Las palabras del Presidente me llevaron a viajar por mis recuerdos de infancia, incluyendo mi temor de niña hacia los militares y la policía; las cacerías de jóvenes para que hicieran de manera forzada el servicio militar; los casos de violaciones de mujeres, generalmente silenciados; el encarcelamiento de mi padre, dirigente magisterial; los centenares de personas desaparecidas por motivos políticos; el asesinato de la estudiante Riccy Mabel Mart?nez y, más recientemente, los asesinatos de la niña Soad Nicole Ham Bustillo, de 13 años de edad, muerta después de participar en una manifestación estudiantil, y de la dirigente indígena ambientalista Bertha Cáceres.
“Recordar es fácil para el que tiene memoria, olvidar es difícil para quien tiene corazón”, dice Gabriel García Márquez. En otras palabras, es necesario reconocer que las emociones como el temor, deseo, alegría, vergüenza, indignación y amor quedan grabadas en el cuerpo individual y social y componen nuestro ethos social.
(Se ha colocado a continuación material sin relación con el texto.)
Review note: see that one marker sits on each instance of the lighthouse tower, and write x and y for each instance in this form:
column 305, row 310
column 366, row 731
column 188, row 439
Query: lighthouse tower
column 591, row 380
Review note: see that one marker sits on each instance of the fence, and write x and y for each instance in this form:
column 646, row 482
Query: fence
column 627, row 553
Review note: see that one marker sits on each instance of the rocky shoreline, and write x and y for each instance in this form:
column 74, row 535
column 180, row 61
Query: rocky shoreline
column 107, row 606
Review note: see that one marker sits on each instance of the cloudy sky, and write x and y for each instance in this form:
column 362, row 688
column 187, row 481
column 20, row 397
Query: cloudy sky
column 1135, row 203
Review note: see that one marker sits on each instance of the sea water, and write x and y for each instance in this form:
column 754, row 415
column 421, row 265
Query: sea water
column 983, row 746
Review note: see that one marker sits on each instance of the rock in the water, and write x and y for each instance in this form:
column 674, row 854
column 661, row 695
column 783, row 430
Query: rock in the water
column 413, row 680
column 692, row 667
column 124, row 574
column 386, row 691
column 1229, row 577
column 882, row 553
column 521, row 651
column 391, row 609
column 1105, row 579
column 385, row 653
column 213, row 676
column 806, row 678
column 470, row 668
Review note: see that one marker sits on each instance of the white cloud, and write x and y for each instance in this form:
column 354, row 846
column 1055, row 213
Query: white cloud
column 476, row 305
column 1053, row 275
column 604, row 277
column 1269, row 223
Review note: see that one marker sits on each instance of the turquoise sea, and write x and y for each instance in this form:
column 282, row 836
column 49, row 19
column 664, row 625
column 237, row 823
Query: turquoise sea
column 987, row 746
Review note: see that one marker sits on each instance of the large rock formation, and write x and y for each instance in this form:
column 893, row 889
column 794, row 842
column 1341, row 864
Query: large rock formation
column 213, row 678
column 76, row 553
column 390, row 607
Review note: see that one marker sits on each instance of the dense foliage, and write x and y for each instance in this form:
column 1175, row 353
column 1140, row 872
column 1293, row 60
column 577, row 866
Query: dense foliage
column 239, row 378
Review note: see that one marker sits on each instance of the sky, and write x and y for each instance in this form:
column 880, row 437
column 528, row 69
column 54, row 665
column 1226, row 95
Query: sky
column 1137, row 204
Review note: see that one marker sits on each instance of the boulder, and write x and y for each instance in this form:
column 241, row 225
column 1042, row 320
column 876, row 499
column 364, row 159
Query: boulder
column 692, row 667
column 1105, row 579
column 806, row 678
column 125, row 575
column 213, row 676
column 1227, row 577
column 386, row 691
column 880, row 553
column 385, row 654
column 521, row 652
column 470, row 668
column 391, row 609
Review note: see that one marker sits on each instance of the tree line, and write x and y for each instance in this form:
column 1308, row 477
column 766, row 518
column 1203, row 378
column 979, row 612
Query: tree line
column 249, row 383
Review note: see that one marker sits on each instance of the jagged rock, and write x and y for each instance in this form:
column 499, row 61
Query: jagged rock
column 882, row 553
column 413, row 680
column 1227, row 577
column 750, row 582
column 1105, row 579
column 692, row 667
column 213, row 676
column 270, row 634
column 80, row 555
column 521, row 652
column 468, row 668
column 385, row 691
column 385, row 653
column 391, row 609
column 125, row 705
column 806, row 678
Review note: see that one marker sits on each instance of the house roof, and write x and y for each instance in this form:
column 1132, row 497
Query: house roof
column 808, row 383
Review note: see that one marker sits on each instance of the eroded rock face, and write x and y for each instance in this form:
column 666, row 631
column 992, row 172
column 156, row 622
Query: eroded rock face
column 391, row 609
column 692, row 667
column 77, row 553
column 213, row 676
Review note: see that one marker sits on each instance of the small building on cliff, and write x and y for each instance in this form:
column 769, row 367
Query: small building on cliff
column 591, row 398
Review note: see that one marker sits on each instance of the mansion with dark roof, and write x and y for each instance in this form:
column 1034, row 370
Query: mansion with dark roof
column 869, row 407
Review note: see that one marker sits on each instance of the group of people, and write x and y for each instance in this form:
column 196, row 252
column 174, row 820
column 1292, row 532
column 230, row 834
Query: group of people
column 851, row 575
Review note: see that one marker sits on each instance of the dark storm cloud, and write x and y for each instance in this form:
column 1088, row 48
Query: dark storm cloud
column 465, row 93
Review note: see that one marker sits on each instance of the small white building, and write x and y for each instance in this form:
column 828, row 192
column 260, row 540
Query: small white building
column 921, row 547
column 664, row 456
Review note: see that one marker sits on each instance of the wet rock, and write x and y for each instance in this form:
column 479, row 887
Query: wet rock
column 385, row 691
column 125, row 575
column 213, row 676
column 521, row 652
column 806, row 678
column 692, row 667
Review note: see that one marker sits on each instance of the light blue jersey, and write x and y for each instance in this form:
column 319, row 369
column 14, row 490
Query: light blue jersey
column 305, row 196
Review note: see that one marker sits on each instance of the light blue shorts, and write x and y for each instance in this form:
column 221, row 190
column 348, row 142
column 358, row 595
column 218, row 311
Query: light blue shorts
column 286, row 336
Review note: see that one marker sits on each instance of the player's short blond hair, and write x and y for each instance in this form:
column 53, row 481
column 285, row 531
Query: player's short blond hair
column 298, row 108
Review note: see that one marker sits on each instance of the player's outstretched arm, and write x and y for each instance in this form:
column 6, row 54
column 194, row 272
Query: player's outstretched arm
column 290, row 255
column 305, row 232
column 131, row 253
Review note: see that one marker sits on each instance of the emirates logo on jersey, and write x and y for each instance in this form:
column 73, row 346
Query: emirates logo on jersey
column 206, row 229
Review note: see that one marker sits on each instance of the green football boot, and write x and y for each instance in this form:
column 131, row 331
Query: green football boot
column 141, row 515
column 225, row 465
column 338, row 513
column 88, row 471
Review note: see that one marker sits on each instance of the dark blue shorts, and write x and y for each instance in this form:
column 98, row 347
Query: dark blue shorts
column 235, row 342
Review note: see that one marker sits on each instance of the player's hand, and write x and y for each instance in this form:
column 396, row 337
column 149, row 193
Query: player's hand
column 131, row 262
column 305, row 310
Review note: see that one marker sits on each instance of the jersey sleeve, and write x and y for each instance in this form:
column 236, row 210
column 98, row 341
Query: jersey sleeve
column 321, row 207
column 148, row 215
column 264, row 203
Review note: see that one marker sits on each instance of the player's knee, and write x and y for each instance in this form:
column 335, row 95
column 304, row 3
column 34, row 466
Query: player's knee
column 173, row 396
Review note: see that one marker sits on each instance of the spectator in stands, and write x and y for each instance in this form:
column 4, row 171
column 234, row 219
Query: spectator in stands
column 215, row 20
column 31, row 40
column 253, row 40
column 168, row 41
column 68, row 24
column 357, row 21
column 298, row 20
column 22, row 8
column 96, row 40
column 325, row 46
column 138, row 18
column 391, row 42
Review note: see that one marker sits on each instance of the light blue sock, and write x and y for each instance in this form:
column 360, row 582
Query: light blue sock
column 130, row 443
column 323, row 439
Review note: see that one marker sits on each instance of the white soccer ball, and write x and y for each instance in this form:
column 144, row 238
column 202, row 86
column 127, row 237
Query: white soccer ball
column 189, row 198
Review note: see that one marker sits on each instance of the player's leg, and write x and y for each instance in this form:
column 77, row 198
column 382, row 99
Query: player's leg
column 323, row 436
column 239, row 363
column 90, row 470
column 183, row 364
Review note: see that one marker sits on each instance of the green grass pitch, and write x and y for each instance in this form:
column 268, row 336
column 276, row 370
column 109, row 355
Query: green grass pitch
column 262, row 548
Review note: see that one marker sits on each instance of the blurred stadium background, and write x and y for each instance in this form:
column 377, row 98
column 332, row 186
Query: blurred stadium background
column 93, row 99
Son elementos desde los cuales nos representamos como sociedad, y el pretender eliminarlos o suplantarlos equivaldría a una muerte suspendida.
De tal manera, proponer borrar la historia de lo acontecido en Casamata, lejos de ser una solución, profundiza las heridas psicosociales y afectivas de la sociedad hondureña. Pretender borrar el asesinato del general Arístides González y el posterior asesinato del coordinador de la Dirección de Lucha Contra el Narcotráfico (DLCN) Alfredo Landaverde, implica dejar impunes las diversas operaciones de traición y ejecuciones extrajudiciales organizadas por los altos mandos policiales y militares a lo largo de nuestra historia nacional.
Por ello, me pregunto: ¿es posible que la población hondureña pueda creer que sus heridas sanarán con la destrucción de un edificio histórico, que es además prueba innegable de las dolencias afectivas, morales y éticas de la sociedad y sus instituciones? ¿Puede pensarse en la construcción de un parque de esparcimiento y recreación como una forma de superar el pasado doloroso, sin hacer justicia?
En mi opinión, Casamata puede tener un destino resiliente que no implique la destrucción del inmueble histórico, como ha planteado María Luisa Borjas, exdirectora de Asuntos Internos de la Policía Nacional. Una alternativa podría ser convertir sus instalaciones en un centro cultural y artístico, tal como han propuesto Mujeres en las Artes (MUA) “Leticia de Oyuela” y el Colectivo Hormiga para la antigua Penitenciaría Central, iniciativa que, desafortunadamente, no ha recibido apoyo por parte de las instituciones estatales; o bien convertirlo en un centro de formación y trabajo para mujeres víctimas de violencia doméstica, como ha propuesto la diputada Doris Gutiérrez.
Crear un parque de diversiones es una forma de negar los acontecimientos, para distraer y no pensar tanto en las heridas. Pero sería mucho más trascendental, y de alguna manera constituiría un acto de reparación, brindar a las niñas, niños y jóvenes, espacios para la expresión artística en los que ellas y ellos puedan reconstruir y fortalecer vínculos sociales, participen de la cultura y no se limiten a ser espectadores. Un ejemplo de trabajo resiliente para la niñez es el que realiza MUA en las escuelas públicas del Centro Histórico de Tegucigalpa. Por medio de la creación artística, las niñas y los niños cuentan con un espacio para transformar la realidad dolorosa y tienen la posibilidad de construir un mejor futuro. Si no hacemos un trabajo de reconstrucción de la memoria para poder dar significado a lo vivido, no habrá parque de entretenimiento que permita olvidar lo acontecido históricamente en nuestro país. Al contrario, quedará una huella tormentosa mucho más profunda en el tejido social.